The `main` function orchestrates the process of training an agent using q-Learning, evaluating its performance, and demonstrating the learned behavior in the FrozenLake environment. Initially, it sets up the environment and runs the q-Learning algorithm for a specified number of episodes, resulting in a trained Q-table. It then evaluates the effectiveness of the learned policy by calculating the average reward over the same number of episodes. This performance metric is printed out. After evaluation, the function demonstrates the agent's behavior in a visually-renderable version of the environment for a set number of demo episodes. Error handling is included to catch and report exceptions, ensuring that the environments are properly closed regardless of whether the process completes successfully or encounters an error. This structured approach helps in understanding the complete lifecycle of an agent's training and deployment in a reinforcement learning setting.

In [11]:
def main(episodes=10000, demo_episodes=5):
    """
    Main function to run Q-Learning on the FrozenLake environment

    Args:
    episodes (int): Number of episodes to run Q-Learning
    demo_episodes (int): Number of episodes to demonstrate the learned policy
    """
    try:
        # Create and run Q-learning on the environment
        environment = gym.make("FrozenLake-v1")
        Q_table = q_learning(environment, episodes)

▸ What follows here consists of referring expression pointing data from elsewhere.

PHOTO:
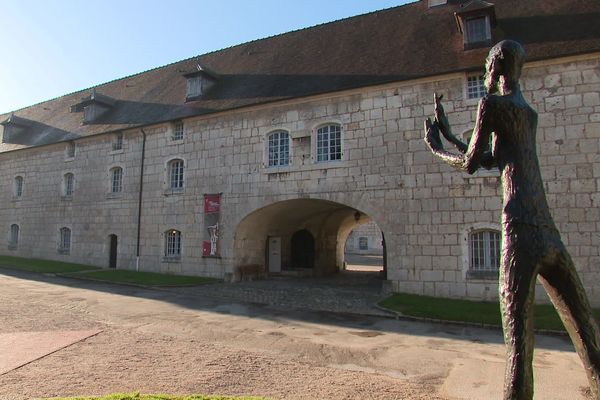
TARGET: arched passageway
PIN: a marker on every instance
(305, 236)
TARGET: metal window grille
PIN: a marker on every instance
(173, 243)
(475, 86)
(70, 149)
(117, 180)
(69, 183)
(476, 30)
(178, 131)
(65, 239)
(279, 149)
(18, 186)
(484, 249)
(329, 143)
(176, 174)
(14, 235)
(118, 142)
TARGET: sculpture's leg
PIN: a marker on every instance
(568, 296)
(517, 292)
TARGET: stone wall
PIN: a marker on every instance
(424, 208)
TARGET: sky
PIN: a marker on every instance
(50, 48)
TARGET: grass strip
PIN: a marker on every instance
(42, 266)
(137, 396)
(142, 278)
(477, 312)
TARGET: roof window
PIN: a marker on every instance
(198, 82)
(475, 21)
(93, 106)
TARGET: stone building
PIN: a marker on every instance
(269, 153)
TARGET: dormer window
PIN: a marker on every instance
(198, 82)
(93, 106)
(475, 21)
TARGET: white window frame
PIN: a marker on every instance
(278, 156)
(13, 238)
(18, 185)
(176, 174)
(178, 131)
(68, 184)
(489, 268)
(116, 180)
(332, 152)
(65, 240)
(474, 86)
(117, 142)
(173, 242)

        # Evaluate the learned policy
        avg_reward = evaluate_policy(environment, Q_table, episodes)
        print(f"Average reward after q-learning: {avg_reward}")

        # Demonstrate the learned policy
        visual_env = gym.make('FrozenLake-v1', render_mode='human')
        demo_agent(visual_env, Q_table, demo_episodes)

    except Exception as e:
        print(f"An error occurred: {e}")

    finally:
        # Clean up and close the environment
        environment.close()
        visual_env.close()

In [12]:
if __name__ == "__main__":
    main()


Episode: 9999 - Average Reward: 0.80: 100%|████████████████████████████████████| 10000/10000 [00:21<00:00, 460.50it/s]


Average reward after q-learning: 0.8249

Episode: 1

Episode: 2

Episode: 3

Episode: 4

Episode: 5


The `demo_episodes` is 5, so it runs 5 times and then close. If it occures any bug, please stop the code and run the code again!